Bit Torrents

I've been offline for a while (and there are a flurry of posts about that coming up), but I had a very strange thing happen yesterday. Earlier this year, I published the Facebook API Developer's Guide. It seems to be selling reasonably well on Amazon...even broke the top 100 computer books for a couple of days.

Being it's a book on Facebook, I've had a few folks add me as a friend and shoot me messages and ask some questions. It all seemed pretty cool, until yesterday. I got a note from a person in Tunisia who added me as a friend and asked a question. I sent a response thanking him for purchasing my book, and this is where I was a little taken aback. In fact, this was his exact response:

well, to be honest with you i got your book from a torrent site, i would have bought it if i wasnt living in Tunisia, I hope this won't affect anything :)

I didn't quite know what to say. He was nice enough to send the link to the torrent site, and apparently there are 41 seeders and 3 leechers.

At first, I was thinking of trying to get the site to remove the link, but I've been around long enough to know that doesn't really stop anything. I have say that I'm still scratching my head on this one. I'm not sure if I'm flattered that there are people that think its worth stealing, offended that someone would under the pretense of purchasing my intellectual property ask a question (could have just asked, I'm a pretty nice guy), or mad that he stiffed me a 20% commission on a book.

Still trying to figure this one out...

Facebook Developer API

It's been a long while since I posted anything here. Things have been a bit hectic with the launching of a new institutional repository service (using DSpace), taking a computer graphics course (linear algebra, ray tracing, scientific visualization, etc.), and finishing up my book on the Facebook API.

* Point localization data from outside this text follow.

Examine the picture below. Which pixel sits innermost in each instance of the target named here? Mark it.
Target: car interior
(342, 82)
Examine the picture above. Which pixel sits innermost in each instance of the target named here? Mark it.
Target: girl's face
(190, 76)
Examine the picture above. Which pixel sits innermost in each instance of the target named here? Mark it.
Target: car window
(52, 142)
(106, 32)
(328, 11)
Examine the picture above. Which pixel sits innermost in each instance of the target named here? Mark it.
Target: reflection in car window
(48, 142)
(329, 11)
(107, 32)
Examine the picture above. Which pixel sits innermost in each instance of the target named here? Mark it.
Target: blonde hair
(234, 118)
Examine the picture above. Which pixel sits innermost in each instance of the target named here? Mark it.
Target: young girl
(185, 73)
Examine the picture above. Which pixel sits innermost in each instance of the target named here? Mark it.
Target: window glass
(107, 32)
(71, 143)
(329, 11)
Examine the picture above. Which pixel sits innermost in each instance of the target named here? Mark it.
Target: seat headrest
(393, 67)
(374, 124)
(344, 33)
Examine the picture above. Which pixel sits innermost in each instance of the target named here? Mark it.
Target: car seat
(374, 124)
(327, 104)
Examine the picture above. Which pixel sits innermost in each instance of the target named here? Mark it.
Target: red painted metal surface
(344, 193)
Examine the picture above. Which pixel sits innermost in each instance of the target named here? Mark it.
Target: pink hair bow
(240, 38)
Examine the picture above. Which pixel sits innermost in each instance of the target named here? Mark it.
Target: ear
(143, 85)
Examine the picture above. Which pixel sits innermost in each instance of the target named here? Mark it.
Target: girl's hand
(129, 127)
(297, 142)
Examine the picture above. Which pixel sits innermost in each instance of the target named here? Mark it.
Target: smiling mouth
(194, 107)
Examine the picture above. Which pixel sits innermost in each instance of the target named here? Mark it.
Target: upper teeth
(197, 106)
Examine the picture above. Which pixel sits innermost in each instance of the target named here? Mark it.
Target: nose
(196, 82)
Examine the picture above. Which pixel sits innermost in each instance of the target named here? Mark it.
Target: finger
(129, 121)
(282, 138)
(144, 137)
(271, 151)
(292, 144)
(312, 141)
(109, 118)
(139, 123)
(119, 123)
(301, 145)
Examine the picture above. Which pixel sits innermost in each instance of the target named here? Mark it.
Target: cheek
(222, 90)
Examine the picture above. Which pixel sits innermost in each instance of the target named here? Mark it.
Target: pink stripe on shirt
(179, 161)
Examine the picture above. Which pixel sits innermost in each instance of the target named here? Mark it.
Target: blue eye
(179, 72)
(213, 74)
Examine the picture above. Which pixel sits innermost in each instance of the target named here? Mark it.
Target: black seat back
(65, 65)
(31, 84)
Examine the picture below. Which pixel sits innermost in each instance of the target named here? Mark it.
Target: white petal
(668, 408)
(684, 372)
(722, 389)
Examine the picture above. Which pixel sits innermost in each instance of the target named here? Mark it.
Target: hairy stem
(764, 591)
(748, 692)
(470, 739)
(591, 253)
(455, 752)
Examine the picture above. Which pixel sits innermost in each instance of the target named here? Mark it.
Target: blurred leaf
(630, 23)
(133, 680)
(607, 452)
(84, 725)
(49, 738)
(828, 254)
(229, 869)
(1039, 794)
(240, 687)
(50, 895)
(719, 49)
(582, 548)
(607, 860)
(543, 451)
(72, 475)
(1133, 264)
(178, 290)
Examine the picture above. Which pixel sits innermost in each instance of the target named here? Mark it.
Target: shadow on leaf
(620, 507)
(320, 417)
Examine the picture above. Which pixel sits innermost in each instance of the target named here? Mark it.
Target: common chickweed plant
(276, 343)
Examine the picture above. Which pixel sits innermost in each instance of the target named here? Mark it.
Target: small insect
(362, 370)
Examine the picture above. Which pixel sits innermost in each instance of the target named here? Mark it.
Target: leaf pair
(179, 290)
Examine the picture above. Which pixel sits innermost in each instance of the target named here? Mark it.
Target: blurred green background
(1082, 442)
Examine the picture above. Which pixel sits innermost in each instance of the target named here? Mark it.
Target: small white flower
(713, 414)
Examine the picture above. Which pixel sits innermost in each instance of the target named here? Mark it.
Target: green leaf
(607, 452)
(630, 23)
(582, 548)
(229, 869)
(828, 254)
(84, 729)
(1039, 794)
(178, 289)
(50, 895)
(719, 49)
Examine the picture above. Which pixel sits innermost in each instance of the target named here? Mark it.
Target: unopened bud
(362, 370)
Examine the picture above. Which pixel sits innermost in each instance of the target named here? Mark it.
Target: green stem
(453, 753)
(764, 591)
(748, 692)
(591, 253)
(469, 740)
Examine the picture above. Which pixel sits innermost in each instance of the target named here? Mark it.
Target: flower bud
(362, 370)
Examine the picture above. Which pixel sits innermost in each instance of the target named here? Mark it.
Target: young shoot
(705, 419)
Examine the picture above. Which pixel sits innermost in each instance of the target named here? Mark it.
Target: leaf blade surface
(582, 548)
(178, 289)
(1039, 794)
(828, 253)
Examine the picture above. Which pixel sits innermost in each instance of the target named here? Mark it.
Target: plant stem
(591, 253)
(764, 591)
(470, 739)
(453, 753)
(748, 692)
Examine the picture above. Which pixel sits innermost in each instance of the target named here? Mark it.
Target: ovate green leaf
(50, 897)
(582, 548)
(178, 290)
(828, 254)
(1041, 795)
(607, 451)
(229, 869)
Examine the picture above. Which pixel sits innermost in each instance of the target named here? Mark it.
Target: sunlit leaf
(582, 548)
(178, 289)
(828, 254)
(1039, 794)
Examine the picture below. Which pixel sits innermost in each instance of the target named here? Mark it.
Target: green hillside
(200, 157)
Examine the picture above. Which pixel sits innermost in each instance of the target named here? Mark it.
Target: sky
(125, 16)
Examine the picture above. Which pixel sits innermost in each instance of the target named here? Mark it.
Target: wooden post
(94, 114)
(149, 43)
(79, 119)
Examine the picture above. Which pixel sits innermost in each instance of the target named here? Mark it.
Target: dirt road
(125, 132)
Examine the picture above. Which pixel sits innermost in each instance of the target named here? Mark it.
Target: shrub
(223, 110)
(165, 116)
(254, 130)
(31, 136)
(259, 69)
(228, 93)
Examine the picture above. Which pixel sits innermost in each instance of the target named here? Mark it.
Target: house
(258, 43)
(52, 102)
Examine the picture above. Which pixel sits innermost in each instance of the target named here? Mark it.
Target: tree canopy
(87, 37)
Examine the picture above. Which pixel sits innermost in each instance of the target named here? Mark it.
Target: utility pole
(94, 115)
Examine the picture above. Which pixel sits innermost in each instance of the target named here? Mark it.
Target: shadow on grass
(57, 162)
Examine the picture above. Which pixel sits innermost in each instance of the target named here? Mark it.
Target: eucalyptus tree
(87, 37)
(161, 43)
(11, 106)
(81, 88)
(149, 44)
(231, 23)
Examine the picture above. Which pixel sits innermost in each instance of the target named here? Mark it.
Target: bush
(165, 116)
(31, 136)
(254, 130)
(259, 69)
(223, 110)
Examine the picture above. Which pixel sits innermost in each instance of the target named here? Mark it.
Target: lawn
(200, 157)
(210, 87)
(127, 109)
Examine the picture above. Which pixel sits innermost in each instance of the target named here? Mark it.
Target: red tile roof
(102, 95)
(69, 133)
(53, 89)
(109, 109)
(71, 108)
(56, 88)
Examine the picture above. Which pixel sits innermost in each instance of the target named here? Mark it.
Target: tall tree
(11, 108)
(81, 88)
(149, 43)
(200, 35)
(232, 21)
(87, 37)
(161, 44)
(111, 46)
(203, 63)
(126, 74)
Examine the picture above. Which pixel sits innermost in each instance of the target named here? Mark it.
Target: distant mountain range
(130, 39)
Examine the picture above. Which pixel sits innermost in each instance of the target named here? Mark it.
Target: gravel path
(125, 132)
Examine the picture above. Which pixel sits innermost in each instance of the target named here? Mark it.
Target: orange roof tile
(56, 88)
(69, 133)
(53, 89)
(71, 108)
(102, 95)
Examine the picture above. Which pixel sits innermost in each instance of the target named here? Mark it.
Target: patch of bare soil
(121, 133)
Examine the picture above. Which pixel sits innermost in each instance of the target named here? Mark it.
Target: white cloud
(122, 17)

This is the first book I've written and I have to admit it was far more of a task than I had first thought it would be. Not that the subject matter was very dense, but there were at least four major changes in the API that required an almost total rewrite of the code base for the examples. There were even a couple of sections that had to get cut because Facebook "fixed" their code because of security and user concerns (plus a lot of folks "abuse" some of the things you could do with the API).

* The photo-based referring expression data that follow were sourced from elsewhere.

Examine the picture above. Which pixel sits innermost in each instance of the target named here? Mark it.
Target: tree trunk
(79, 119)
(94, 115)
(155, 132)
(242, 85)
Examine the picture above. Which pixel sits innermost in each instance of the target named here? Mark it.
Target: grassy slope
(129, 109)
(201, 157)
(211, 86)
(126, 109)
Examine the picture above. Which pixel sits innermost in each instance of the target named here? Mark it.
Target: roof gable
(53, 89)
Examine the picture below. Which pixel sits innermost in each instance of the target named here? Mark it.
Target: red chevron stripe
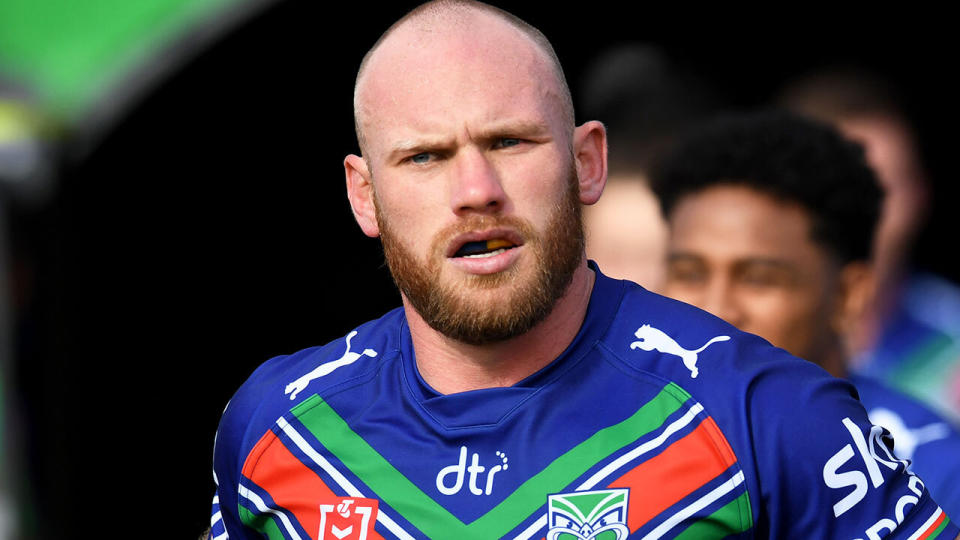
(290, 483)
(678, 471)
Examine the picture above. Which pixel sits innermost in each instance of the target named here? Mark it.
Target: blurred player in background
(771, 219)
(646, 100)
(518, 392)
(911, 336)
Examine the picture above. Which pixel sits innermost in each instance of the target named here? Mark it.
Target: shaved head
(455, 19)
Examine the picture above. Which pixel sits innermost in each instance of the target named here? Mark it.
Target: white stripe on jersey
(338, 477)
(262, 506)
(603, 473)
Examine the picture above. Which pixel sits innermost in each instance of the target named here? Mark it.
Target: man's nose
(476, 185)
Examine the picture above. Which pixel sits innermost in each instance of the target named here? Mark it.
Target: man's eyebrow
(519, 128)
(406, 146)
(683, 256)
(767, 261)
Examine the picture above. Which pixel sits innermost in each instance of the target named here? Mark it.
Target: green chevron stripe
(433, 519)
(936, 533)
(263, 523)
(734, 517)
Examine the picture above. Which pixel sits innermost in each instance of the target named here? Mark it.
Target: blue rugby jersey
(658, 421)
(930, 442)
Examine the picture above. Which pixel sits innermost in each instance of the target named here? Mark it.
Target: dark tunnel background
(210, 231)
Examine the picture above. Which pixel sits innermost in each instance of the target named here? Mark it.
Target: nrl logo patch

There are some great Coldfusion resources for building Facebook applications in ColdFusion. The "un-official" ColdFusion client library for Facebook apps is at nearpersonal. There is also a RIAForge starter project for FBML (FBML is a tag based language for Facebook) named Facebook FBML Starter Kit.

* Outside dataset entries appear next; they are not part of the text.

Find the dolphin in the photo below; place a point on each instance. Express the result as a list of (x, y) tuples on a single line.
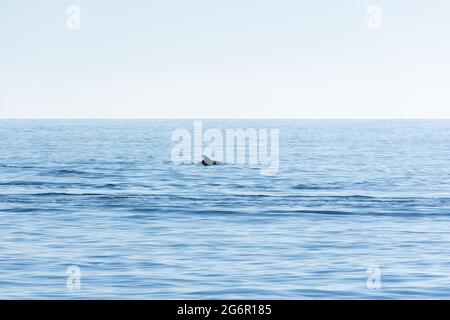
[(208, 162)]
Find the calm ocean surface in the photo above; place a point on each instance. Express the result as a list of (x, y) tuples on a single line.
[(105, 196)]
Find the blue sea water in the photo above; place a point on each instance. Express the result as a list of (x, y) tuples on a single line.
[(104, 196)]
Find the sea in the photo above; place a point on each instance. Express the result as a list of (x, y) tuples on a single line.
[(97, 209)]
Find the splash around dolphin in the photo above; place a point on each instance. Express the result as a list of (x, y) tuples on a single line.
[(208, 162)]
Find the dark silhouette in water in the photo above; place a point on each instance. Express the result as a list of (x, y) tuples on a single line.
[(208, 162)]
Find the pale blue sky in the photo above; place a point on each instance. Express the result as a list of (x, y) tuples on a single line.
[(225, 59)]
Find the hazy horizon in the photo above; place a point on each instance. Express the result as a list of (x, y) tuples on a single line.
[(225, 60)]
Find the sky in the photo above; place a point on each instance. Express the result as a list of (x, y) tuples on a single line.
[(225, 59)]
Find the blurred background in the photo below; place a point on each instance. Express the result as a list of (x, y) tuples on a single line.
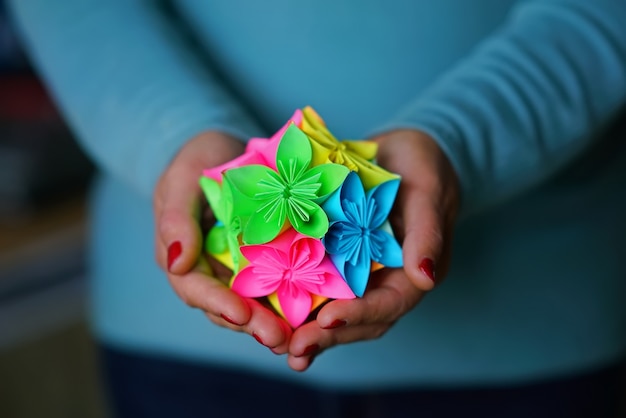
[(48, 361)]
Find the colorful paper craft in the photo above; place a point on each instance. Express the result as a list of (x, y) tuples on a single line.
[(302, 217)]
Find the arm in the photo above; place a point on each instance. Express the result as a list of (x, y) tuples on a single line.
[(151, 113), (128, 82), (529, 100)]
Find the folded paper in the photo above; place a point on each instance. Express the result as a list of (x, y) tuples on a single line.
[(292, 193), (302, 217), (294, 267), (357, 236)]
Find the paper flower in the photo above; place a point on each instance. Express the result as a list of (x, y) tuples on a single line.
[(294, 267), (247, 158), (292, 193), (267, 148), (222, 242), (356, 236), (353, 154), (302, 217)]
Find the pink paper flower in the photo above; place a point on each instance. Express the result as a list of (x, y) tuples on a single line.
[(294, 267)]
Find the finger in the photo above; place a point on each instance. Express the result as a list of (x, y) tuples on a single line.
[(264, 326), (178, 201), (178, 228), (389, 296), (425, 206), (267, 328), (301, 360), (199, 290)]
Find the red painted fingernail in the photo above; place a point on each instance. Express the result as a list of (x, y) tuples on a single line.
[(256, 337), (173, 252), (310, 350), (428, 268), (336, 324), (229, 320)]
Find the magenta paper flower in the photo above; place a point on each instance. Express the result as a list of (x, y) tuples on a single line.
[(294, 267), (247, 158)]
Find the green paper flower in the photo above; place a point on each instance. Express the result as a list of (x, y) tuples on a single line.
[(292, 193), (222, 240)]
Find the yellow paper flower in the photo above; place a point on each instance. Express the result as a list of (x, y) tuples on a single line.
[(355, 155)]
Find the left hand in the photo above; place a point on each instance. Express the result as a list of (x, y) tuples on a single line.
[(423, 220)]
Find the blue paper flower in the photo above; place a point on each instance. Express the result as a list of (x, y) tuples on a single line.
[(357, 233)]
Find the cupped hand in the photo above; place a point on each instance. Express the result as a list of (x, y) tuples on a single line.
[(182, 216), (423, 219)]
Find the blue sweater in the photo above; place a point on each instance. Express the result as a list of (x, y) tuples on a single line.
[(521, 96)]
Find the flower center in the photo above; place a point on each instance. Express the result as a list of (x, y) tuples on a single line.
[(288, 275)]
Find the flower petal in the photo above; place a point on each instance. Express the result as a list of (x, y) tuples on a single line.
[(371, 174), (364, 149), (317, 225), (249, 284), (294, 146), (358, 275), (213, 193), (216, 241), (385, 195), (245, 159), (331, 176), (267, 148), (246, 179), (261, 228), (390, 250), (306, 253), (334, 285), (295, 303)]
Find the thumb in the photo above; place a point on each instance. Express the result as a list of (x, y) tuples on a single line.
[(423, 243), (179, 205), (426, 204)]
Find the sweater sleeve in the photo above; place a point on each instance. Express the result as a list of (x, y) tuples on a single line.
[(131, 86), (529, 99)]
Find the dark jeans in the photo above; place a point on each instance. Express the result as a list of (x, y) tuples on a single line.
[(144, 386)]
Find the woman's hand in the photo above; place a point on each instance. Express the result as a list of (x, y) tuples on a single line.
[(181, 213), (423, 219)]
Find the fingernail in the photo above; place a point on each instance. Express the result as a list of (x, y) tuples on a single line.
[(173, 252), (259, 340), (229, 320), (336, 324), (428, 268), (313, 348)]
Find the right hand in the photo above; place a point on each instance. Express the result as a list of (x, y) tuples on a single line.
[(180, 212)]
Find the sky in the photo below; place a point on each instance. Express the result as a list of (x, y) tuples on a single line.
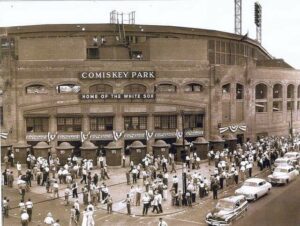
[(280, 19)]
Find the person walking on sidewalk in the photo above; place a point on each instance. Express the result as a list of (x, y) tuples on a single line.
[(24, 218), (162, 222), (29, 206), (146, 203), (128, 204)]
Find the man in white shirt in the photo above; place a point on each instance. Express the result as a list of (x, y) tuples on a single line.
[(29, 206), (24, 218), (162, 222)]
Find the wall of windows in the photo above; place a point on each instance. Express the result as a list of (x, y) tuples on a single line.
[(37, 124), (101, 123), (135, 122), (69, 124), (193, 121), (165, 122)]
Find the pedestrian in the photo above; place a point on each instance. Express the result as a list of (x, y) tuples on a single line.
[(128, 177), (236, 177), (215, 188), (5, 206), (29, 207), (67, 195), (74, 190), (175, 183), (55, 189), (162, 222), (10, 179), (49, 219), (146, 203), (22, 206), (77, 209), (138, 194), (128, 204), (109, 203), (24, 218), (123, 160), (73, 219)]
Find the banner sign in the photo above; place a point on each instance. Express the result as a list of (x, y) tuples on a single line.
[(87, 75), (117, 96), (233, 128)]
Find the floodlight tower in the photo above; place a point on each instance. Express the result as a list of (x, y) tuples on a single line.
[(238, 17), (258, 20)]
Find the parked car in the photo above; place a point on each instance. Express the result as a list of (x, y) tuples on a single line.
[(283, 175), (227, 210), (293, 156), (254, 188), (282, 161)]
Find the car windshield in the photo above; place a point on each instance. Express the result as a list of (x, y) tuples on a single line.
[(280, 170), (223, 204), (251, 184)]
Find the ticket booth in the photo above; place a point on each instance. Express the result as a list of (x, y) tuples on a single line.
[(230, 142), (201, 147), (160, 148), (64, 151), (113, 154), (21, 149), (216, 143), (42, 149), (180, 153), (89, 151), (137, 151), (5, 149)]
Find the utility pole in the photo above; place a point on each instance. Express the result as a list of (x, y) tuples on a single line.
[(184, 154), (238, 17)]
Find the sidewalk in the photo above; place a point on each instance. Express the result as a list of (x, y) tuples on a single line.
[(118, 189)]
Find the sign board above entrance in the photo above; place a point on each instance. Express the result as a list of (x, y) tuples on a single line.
[(86, 75)]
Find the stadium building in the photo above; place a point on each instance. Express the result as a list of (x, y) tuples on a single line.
[(136, 88)]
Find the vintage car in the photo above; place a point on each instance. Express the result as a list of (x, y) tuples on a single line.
[(254, 188), (282, 161), (227, 210), (293, 156), (283, 175)]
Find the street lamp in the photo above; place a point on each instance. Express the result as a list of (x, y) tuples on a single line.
[(183, 155)]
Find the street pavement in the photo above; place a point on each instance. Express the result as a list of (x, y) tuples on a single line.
[(44, 203)]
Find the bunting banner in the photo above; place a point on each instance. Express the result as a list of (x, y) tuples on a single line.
[(233, 128), (4, 135)]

So, if you're wanting a short book that highlights some of the more common elements of developing Facebook applications, be sure to check out my book!

Facebook API

I've been kind of silent here as I've been trying to keep this blog at least somewhat focused on ColdFusion and I've been doing development in some different languages as of late (Java, PHP, and Ruby). However, when Facebook released their API for developers, my summer assistant Phil started hacking away at it and we've released our first app for Facebook: SwemTools.

It does a couple of things, provides a search interface for both the online catalog and our website, news feeds, hours, and a bit of a neat application based on Swem Signal that was created by Tom MacWright.

We're still working on the code for the Signals part, but the idea is that on a map of the library, you'd be able to see where your friends are. Right now, you can see a dot where your friends are, but not who they are...but we're working on a solution for it.